MAIN ADVANTAGE: this removes the manual scan stage that all academics apart from those who use Endnote and Word (which supports CWYW) or Bookends and Mellel need to perform. It means when you compile in Scrivener, your document already has all the temporary citations transformed into finalised text.

@kewms — the bibtex file can be automatically created from several reference managers, for example I use applescript to automate this from Bookends. The user does not interact with the bibtex file, it is merely an intermediate “dumb” copy of their database useful for automation.

Now as to providing Keith with some better example code, I will ask the citeproc-js programmer for advice first and see what he can suggest.

There is a fourth phase, which is the one that takes much more time than any of the others, even if I insert all refs manually: reading, understanding, interpreting and relating each reference to my current work.

This doesn’t sound like an “out of the box” system which I can use directly. It sounds as if I am required to do several extra steps to get it done “automatically”. I guess it has to do with what you are producing. For those that write several books a year with several hundred references in each I can see the advantage. For us writing a few scientific articles for journals per year with each only having like 30-40 references, I don’t really see that it will save any time.

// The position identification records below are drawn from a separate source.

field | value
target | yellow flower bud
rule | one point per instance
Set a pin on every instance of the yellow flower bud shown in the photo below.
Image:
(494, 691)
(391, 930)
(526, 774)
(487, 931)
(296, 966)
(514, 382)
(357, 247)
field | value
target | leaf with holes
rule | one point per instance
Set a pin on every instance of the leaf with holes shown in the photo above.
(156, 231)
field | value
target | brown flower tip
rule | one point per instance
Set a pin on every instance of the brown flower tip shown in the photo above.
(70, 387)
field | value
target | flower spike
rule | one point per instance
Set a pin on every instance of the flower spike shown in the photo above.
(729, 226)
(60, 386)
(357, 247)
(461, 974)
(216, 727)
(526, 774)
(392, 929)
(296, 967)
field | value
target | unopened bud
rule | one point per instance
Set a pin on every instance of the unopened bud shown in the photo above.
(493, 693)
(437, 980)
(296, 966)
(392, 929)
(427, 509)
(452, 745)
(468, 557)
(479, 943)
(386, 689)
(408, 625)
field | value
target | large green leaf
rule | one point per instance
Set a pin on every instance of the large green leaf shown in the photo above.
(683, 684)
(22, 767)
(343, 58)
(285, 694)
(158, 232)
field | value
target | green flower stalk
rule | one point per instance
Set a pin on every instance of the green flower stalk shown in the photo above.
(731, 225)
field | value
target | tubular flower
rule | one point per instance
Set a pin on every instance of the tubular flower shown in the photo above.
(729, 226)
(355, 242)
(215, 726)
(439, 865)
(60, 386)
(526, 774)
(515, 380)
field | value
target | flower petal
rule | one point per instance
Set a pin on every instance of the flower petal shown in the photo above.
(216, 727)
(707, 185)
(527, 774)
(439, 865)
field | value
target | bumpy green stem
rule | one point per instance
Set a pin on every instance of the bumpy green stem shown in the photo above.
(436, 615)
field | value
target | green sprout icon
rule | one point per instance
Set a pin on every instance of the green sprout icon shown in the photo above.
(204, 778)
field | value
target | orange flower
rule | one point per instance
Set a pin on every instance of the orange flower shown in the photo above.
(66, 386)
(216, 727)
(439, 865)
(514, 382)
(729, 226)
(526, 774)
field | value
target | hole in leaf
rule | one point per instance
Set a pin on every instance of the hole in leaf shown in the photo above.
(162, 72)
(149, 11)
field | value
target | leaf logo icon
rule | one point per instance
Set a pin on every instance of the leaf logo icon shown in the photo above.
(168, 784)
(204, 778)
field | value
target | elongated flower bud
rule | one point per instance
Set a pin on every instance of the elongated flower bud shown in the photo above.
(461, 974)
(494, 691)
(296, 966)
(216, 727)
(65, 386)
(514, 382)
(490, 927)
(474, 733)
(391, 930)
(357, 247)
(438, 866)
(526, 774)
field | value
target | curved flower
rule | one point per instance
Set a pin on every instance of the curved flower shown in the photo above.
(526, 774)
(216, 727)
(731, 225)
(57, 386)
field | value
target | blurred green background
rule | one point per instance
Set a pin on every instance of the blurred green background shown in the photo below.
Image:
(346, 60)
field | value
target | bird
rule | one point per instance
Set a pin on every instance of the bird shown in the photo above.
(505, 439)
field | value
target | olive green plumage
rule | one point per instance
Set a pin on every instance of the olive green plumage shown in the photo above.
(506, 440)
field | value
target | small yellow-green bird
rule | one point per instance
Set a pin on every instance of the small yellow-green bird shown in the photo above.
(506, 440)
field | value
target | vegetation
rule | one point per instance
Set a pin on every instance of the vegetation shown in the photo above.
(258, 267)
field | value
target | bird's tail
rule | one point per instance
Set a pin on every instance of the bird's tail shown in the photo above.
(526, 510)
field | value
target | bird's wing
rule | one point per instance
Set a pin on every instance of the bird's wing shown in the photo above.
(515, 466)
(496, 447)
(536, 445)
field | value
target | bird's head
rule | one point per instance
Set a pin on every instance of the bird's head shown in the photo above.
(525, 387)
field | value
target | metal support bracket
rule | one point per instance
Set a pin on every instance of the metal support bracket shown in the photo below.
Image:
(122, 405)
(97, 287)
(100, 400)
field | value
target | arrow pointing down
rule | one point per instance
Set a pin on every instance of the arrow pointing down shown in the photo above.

Yes, of course, but that isn’t really germane to the issue of how you manage in-text references is it?

I haven’t used Papers, but if the facility to add cite keys to the text in Scrivener already works then all the automation I mentioned above is already handled for you. The additional steps would be to provide the bibliography as a .bib file and a CSL file. Given that Papers has been bought out by ReadCube I’m sure they will support export to bibtex.